If a country had a genuine completely flat income tax system, then it wouldn't matter who paid the tax since it doesn't depend on the employee's other income. Since not many countries run this, it doesn't really make sense for the employee to "take the burden" of the tax, as opposed to merely doing the administration and paying the (probable) amount of tax at payroll, leaving the employee to use their personal tax calculation to correct the payment if necessary.
Your prospective employer is probably saying that your tax calculation in Singapore is so simple they can do it for you. They may or may not need to know a lot of information about you in order to do this calculation, depending what the Singapore tax authorities say.
If you're not a Singapore national, they may or may not be relying on bilateral tax agreements with your country to assert that you won't have to pay any further tax on the income in your own country. It's possible they're merely asserting that you won't owe anything else in Singapore, and in fact you will have taxes to report (even if it's just reporting to your home tax authority that you've already paid the tax). Still, for a foreign worker a guarantee you won't have to deal with the local tax authority is a good thing to have even if that's all it is.

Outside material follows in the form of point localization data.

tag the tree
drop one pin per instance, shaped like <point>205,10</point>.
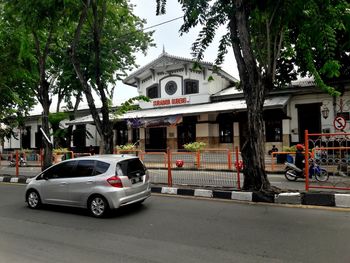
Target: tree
<point>41,27</point>
<point>266,38</point>
<point>15,83</point>
<point>108,34</point>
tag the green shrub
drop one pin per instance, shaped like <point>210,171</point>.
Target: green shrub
<point>195,146</point>
<point>126,147</point>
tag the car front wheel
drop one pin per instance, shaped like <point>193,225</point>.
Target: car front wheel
<point>33,199</point>
<point>98,206</point>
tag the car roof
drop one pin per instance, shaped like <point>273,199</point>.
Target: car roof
<point>107,157</point>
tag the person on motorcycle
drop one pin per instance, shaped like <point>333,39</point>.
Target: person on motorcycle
<point>299,157</point>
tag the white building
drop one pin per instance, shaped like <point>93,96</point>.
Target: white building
<point>202,104</point>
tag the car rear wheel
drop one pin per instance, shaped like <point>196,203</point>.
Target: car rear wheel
<point>98,206</point>
<point>33,199</point>
<point>290,175</point>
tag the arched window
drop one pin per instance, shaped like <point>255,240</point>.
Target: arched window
<point>191,86</point>
<point>153,92</point>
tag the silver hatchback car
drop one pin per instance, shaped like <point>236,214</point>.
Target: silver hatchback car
<point>98,183</point>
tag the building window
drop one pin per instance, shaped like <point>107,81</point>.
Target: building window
<point>226,132</point>
<point>79,136</point>
<point>135,135</point>
<point>273,130</point>
<point>191,86</point>
<point>121,133</point>
<point>39,138</point>
<point>152,92</point>
<point>171,88</point>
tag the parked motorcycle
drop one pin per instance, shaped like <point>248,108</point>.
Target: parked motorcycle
<point>292,173</point>
<point>22,162</point>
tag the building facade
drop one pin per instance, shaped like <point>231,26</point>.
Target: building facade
<point>194,102</point>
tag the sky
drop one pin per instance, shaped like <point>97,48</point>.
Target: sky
<point>165,36</point>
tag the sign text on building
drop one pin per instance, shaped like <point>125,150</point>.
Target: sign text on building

Since there doesn't appear to be any specific allowance for "tax free money" in the Singapore tax system, it looks like what you have here is "just" the employer agreeing to do something that will normally result in the correct tax being paid in your behalf. This isn't uncommon, but it's also not exactly what you asked for. And in particular if you have two jobs in Singapore then they can't both be doing this, since tax is not flat. The example calculation includes varying tax rates for the first X amount of income that (I assume without checking) are per person, not per employment. Joe's answer has the link.
In practice in the UK (for example), there are plenty of UK nationals working in the UK who don't need to do a full tax return and whose tax is collected entirely at source (between PAYE and deductions on bank interest and suchlike). In this sense the employer is required by law to take the responsibility for doing the admin and making the tax payments to HMRC.
Note that a UK employer doesn't need to know your circumstances in detail to make the correct payroll deductions: all they need is a so-called "tax code", which is calculated by HMRC and communicated to the employer, and which basically encodes how much they can pay you at zero rate before the various tax rate tiers kick in. That's all the employer needs to know here for the typical employee: they don't need to know precisely what credits and liabilities resulted in the figure.
However, these employers still don't offer empoyees a net salary (that is, they don't take on the tax burden), because different employees will have different tax codes, which the employer would in effect be cancelling out by offering to pay two people the same net salary regardless of their individual circumstances.
The indications seem to be that the same applies in Singapore: this offer is really a net salary subject to certain assumptions (the main one being that you have no other tax liabilities in Singapore). If you're a Singapore millionaire taking that job for fun, you might find that the employer doesn't/can't take on your non-standard tax liability on this marginal income.